Presenta un muso più allungato, un manto raso e lucido di colore nero-rossiccio, con striature a bande bianche orizzontali di larghezza irregolare (zebratura) sugli arti (anteriori e posteriori) e sui quarti posteriori. Presenta una macchia bianca sul muso e la porzione parieto-occipitale del cranio. Può raggiungere una altezza di 1,5 m ed un peso di 250 Kg; le femmine sono un po’ più grandi dei maschi. Sebbene sia una giraffa, presenta un tronco meno robusto e meno inclinato posteriormente (la sua morfologia si avvicina più a quella di un cavallo o zebra), ha una coda che raggiunge i 40 cm di lunghezza, terminante con un ciuffo. L’olfatto e l’ udito sono ben sviluppati, meno lo è la vista.

Le femmine sono più grandi dei maschi e la gestazione dura 14 mesi © Giuseppe Mazza

Le femmine sono più grandi dei maschi e la gestazione dura 14 mesi © Giuseppe Mazza

Etologia-Biologia Riproduttiva

Animale di natura e carattere schivo, timido e solitario, non facilmente osservabile, tende a vivere nel folto della foresta pluviale del suo specifico areale. In genere si incontrano esemplari del sesso opposto solo nella stagione siproduttiva, e possono formarsi anche nuclei di tre individui.

Nel corteggiamento sono le femmine che richiamano i maschi, con un suono avente un timbro basso e che riecheggia nella folta vegetazione. L’accoppiamento avviene solitamente tra maggio e giugno e tra novembre e dicembre.

La femmina ha un periodo di gestazione medio di circa 14 mesi (420-460 giorni). Nasce sempre solamente un piccolo, che può essere allattato per un periodo variabile tra i 7-10 mesi, per poi essere svezzato. Le corna compaiono a circa un anno dalla nascita e il completamento dello sviluppo (maturità sessuale) viene raggiunto tra i 4-5 anni d’età.

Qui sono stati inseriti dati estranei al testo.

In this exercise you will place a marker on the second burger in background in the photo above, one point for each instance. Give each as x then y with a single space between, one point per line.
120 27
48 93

Attualmente, dopo il grande decremento tra il 1960 e il 1980, il numero di esemplari di Okapia johnstoni oscilla tra le 5.000-6.000 unità solamente, per cui la IUCN la considera come una specie altamente vulnerabile; il censimento è complicato anche dal fatto, che sono animali molto schivi che vivono nel folto della foresta, in parte ancora oggi inesplorata, dove non si riescono ad osservare facilmente.